By Jane Austen
Catherine Morland is a remarkably innocent seventeen-year-old woman from a country parsonage. While spending a few weeks in Bath with a family friend, Catherine meets and falls in love with Henry Tilney, who invites her to visit his family estate, Northanger Abbey. Once there, Catherine, a great reader of Gothic thrillers, lets the shadowy atmosphere of the old mansion fill her mind with terrible suspicions. What is the mystery surrounding the death of Henry’s mother? Is the family concealing a terrible secret within the elegant rooms of the Abbey? Can she trust Henry or is he part of an evil conspiracy? Catherine finds dreadful portents in the most prosaic events, until Henry persuades her to see the peril in confusing life with art.

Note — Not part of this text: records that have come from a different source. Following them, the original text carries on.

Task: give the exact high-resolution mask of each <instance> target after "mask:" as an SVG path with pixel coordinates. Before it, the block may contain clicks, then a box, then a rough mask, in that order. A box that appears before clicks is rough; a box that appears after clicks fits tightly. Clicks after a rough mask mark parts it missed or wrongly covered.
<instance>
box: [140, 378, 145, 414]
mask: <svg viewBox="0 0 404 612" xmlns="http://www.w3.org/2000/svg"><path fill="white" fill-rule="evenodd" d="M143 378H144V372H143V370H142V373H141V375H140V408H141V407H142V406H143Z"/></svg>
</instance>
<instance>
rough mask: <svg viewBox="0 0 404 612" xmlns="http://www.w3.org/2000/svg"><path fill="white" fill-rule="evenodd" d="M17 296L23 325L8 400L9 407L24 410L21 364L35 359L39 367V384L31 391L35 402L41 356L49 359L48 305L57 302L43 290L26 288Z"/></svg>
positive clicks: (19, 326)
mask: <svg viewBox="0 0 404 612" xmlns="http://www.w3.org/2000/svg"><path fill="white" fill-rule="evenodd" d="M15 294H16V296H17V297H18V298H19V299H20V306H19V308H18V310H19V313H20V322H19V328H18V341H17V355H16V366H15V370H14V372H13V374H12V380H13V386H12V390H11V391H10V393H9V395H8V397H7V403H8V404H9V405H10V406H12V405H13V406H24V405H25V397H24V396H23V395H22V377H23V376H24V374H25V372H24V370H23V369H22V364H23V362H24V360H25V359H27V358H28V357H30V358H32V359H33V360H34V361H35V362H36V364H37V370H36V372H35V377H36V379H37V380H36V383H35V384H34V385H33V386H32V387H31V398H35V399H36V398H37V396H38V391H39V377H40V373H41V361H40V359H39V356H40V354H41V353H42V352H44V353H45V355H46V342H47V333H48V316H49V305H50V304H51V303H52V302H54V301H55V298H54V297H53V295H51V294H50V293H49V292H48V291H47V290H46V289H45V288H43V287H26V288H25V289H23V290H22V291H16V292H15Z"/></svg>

When I read the synopsis for this Jane Austen novel I was smiling to myself and thought it would be entertaining and was a bit confused as to why it is one of the less popular novels. I now know why. Catherine Morland is so vapid and really quite idiotic at times. She says and does things that I would equate with the modern “dumb blonde” stereotype. Henry Tilney deserves someone better than Catherine. She drove me crazy. The funny thing is I honestly don’t know why Catherine loves Henry other than the fact he is a gentleman and pays attention to her; on Henry’s side it seems he fancies himself in love with her because he likes to improve her mind and mold her into a better person…not the best basis for a good relationship, but she is so simple she might enjoy the experience. This was a strange addition to otherwise enjoyable books by Jane Austen. I won’t be re-reading this one like I have some of the others. Of course there are also movie adaptations, of which I recently watched the newest version from BBC, which my sister and I just laughed and laughed at; we both loved Henry Tilney’s facial expressions when Catherine was being silly.
You can actually watch the entire movie on youtube here: https://www.youtube.com/watch?v=MqrfXsDshqg.
This gets a 3 out of 5, but only just.